蛙と蝸牛

本の感想。ときどき競艇の話。

バイス

2019年12月30日 | 映画の感想
バイス

父ブッシュ時代に国防長官、子ブッシュ時代に副大統領として中東での戦役やテロ対策に携わったディック・チェイニーの評伝。
コメディ風におふざけ(中盤でエンドロールを流したのは笑えた)をしながら、基本にチェイニー(や子ブッシュ)をこき下ろす内容。

剛腕、辣腕という言葉がぴったりと当てはまる活躍ぶりの半面、史上最悪の副大統領なんて呼ばれることもあるみたいですが、それにしてもこの内容の映画を、しかもかなりメジャーな作品(主役はクリスチャン・ベールで奥さん役はエイミー・アダムス)として製作・公開してしまうというのがすごい。

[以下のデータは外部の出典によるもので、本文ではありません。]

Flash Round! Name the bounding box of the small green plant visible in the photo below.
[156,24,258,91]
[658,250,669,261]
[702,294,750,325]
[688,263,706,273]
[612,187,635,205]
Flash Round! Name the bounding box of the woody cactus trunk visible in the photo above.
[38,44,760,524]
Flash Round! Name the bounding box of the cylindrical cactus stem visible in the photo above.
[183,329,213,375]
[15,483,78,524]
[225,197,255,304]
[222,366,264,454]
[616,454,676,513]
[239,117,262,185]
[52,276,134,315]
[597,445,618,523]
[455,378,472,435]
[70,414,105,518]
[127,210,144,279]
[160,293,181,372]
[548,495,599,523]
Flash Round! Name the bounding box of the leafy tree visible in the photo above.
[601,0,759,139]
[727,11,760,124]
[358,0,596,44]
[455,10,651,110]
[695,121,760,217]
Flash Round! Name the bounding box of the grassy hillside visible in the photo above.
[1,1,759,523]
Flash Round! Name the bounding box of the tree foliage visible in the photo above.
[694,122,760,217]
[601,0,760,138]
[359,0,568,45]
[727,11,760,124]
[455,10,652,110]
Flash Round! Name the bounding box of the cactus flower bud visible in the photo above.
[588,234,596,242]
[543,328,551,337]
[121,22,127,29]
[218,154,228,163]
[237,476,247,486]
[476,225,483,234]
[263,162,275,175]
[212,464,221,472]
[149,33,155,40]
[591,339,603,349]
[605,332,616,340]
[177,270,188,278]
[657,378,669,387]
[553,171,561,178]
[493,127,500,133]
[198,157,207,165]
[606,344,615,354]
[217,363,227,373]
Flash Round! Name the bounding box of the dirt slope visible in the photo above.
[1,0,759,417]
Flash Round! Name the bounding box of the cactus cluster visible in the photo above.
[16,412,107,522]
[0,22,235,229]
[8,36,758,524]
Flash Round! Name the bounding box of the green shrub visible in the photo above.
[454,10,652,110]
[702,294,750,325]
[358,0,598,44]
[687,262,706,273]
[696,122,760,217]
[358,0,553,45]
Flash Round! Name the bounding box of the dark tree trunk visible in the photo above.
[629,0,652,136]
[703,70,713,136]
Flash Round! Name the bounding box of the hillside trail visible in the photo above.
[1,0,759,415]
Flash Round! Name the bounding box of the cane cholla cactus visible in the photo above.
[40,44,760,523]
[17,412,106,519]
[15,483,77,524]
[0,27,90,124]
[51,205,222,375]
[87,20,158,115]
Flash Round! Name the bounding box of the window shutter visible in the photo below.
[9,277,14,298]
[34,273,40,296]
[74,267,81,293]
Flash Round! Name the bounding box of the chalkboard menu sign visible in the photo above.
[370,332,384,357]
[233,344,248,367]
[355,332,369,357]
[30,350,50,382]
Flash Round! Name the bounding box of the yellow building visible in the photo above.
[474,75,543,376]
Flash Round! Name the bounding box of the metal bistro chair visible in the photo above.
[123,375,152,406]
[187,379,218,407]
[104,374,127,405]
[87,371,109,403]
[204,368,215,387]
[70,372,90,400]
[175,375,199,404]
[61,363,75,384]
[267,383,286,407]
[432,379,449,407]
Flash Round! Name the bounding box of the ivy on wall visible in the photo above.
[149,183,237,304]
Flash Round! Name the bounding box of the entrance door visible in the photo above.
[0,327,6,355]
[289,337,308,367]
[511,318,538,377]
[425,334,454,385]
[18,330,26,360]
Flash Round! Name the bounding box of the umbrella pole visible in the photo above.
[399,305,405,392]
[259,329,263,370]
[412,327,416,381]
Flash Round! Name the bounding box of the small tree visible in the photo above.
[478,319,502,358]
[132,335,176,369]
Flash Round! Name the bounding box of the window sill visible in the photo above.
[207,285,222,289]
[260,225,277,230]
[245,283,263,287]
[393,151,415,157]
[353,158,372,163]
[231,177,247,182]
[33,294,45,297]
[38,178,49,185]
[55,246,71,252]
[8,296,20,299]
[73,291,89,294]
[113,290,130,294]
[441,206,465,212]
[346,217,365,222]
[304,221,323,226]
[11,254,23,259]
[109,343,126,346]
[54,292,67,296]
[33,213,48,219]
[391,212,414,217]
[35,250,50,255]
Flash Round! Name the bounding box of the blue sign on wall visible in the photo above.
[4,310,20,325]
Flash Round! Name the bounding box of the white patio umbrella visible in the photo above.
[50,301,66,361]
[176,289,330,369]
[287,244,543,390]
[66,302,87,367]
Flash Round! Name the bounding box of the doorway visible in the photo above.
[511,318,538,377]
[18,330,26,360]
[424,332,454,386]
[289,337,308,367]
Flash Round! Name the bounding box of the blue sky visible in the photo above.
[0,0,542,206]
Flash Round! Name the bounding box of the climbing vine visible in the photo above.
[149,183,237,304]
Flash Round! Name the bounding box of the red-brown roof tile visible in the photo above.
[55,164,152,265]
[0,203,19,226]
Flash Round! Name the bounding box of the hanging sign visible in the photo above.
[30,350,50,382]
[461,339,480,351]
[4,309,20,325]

アメリカ映画界らしいと言えば、それまでかもしれませんが。

何しろ、本人がまだ生きているし、仮名とか一切なしのドキュメンタリー風になっていて、裁判に耐えられるような証拠がないことには映像にできないので、そのあたりの取捨選択はけっこう慎重に行われているようです。

チェイニー(あるいは子ブッシュ政権)に係る最大の謎は、なぜ、あそこまで無理をしてイラクに戦争を仕掛けたのか?ということだと思います。
本作もその謎解きについては明確にせず、ほのめかす程度です。逆にいうと今に至っても謎はとけていないのでしょう。

かつて、チェイニーがCEOだった会社を戦時需要で儲けさせ株価(チェイニーはCEO退任後も大株主だった)を上げるため、などといったいわゆる軍産複合体の陰謀みたいなのが通説??です。しかし、チェイニー(あるいは子ブッシュ)は既に十分なお金持ちで、さらにカネが欲しいというインセンティブは薄く、この説はかなりうがったものに見えます。

9.11後のテロ対策のプレッシャーを一身で支えたことが、チェイニーを極端で過激な政策に走らせた・・・みたいな場面もありますし、家庭人としては理想的な父親だったようにも見える描写になっているなど、意外とフェア?なところもありました。
ただし、同性愛者である次女と選挙に立候補した長女との確執を描く場面(最初、チェイニーは自身の政治的立場からすると致命傷になりかねない次女の性癖をあえて受け入れるのだけど、後に長女が選挙に立った時、長女が同性愛を否定することを容認した)は、ちょっとやりすぎだと思えました。

司令塔不在で大統領のツイート(あの臆面もない内容を打ちまくるエネルギーは、常人の域をはるかに超えているよなあ)ばかりが目立つ現政権を鑑みるに、「こういう人も必要かもなあ」と思えてきます。